Mariés depuis 2017, Radhouane Lafi et Catherine Vincent étaient séparés depuis 2021. Quelques jours avant le drame, le 6 janvier 2023, ils se croisent fortuitement et reprennent contact. La veille du meurtre, le 21 janvier, ils sont aperçus par des caméras de vidéosurveillance dans le centre-ville de Rennes. Les enquêteurs retrouveront même des photos prises au cours de cette soirée, sur lesquelles ils semblent heureux.
Une fois rentrés dans l’appartement de l’accusé, tous deux s’installent dans la chambre et commencent à discuter. Mais le ton monte rapidement. L’homme demande à Catherine Vincent de retirer une plainte déposée quelques années plus tôt pour violences conjugales. Devant son refus, il s’approche d’elle, l’allonge sur le lit et l’étrangle avec ses mains pendant environ deux minutes. Il se rend ensuite dans le salon pour récupérer un câble électrique qu’il enroule autour du cou de la victime pendant environ cinq secondes. Selon son récit, il s’arrête lorsqu’il voit le visage de Catherine Vincent devenir bleu. Toujours d’après ses déclarations, elle ne se serait pas débattue.
Le lendemain, Radhouane Lafi se rend à la gendarmerie, habillé de la même manière que la veille. Dans un premier temps, il livre une tout autre version. Il affirme avoir dormi auprès de Catherine Vincent, être parti se promener le matin et avoir découvert son corps sans vie à son retour. Au fil des auditions, il finit par reconnaître les faits. « Je regrette tout ce que j’ai fait, je l’aimais », dira-t-il aux enquêteurs. Devant le juge d’instruction, il ajoutera : « C’est juste arrivé, il y en a qui font pire que ça. »
Catherine Vincent avait 47 ans au moment des faits. Certains de ses proches la décrivent comme « versatile et paumée ». Radhouane Lafi, âgé de 35 ans, est pour sa part présenté comme un homme « jaloux ». « Je le savais violent, mais je ne pensais pas que ça en arriverait là », dira le frère de la victime. La compagne de ce dernier ajoutera : « Je suis persuadée qu’il faisait tout pour l’éloigner de notre famille. » Dans le voisinage, les témoignages sont encore à charge. Une voisine décrit un homme particulièrement possessif. « Elle ne pouvait pas porter de jupe, ni de décolleté. Elle devait demander pour aller dîner chez ses amies », raconte-t-elle.

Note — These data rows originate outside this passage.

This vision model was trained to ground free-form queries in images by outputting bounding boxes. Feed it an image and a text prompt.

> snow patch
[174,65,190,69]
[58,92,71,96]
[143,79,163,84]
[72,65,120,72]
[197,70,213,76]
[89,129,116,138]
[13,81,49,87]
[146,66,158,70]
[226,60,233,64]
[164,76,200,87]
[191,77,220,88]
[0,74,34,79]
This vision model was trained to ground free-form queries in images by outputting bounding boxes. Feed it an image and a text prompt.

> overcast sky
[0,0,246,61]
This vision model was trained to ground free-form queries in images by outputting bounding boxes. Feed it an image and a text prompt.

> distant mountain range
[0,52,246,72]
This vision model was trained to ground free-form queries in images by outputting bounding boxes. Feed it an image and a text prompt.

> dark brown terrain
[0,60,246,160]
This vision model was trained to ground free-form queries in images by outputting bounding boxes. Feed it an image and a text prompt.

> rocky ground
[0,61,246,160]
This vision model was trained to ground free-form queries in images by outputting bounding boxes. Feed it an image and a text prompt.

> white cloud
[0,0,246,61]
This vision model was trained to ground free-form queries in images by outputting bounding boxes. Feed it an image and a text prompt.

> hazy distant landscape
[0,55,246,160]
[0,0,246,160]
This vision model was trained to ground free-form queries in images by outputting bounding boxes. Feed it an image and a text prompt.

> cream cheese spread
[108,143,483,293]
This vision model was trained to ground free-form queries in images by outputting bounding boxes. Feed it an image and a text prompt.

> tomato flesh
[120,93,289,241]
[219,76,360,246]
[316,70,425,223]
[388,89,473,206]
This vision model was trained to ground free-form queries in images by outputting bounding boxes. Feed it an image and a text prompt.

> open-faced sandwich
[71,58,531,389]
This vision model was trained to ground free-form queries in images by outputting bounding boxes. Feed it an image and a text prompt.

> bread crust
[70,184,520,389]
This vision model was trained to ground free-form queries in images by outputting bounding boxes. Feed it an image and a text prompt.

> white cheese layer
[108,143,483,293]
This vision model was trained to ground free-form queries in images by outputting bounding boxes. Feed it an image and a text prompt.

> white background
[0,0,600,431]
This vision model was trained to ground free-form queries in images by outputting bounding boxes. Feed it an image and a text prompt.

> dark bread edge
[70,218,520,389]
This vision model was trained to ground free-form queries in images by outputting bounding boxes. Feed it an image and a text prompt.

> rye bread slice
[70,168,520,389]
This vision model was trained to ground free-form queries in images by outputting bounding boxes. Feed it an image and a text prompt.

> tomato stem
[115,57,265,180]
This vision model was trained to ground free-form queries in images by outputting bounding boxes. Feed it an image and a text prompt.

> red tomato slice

À la barre, ce lundi matin, l’accusé a tenté d’expliquer son geste. « Je venais de sortir de l’hôpital psychiatrique, je n’ai pas pris mon traitement ce matin-là », a-t-il déclaré. Cet après-midi, la cour poursuit les témoignages et l’examen des expertises. Les débats doivent continuer ce mardi 15 septembre avec les réquisitions de l’avocat général et les plaidoiries des parties. Trois jours d’audience sont annoncés devant la cour d’assises d’Ille-et-Vilaine.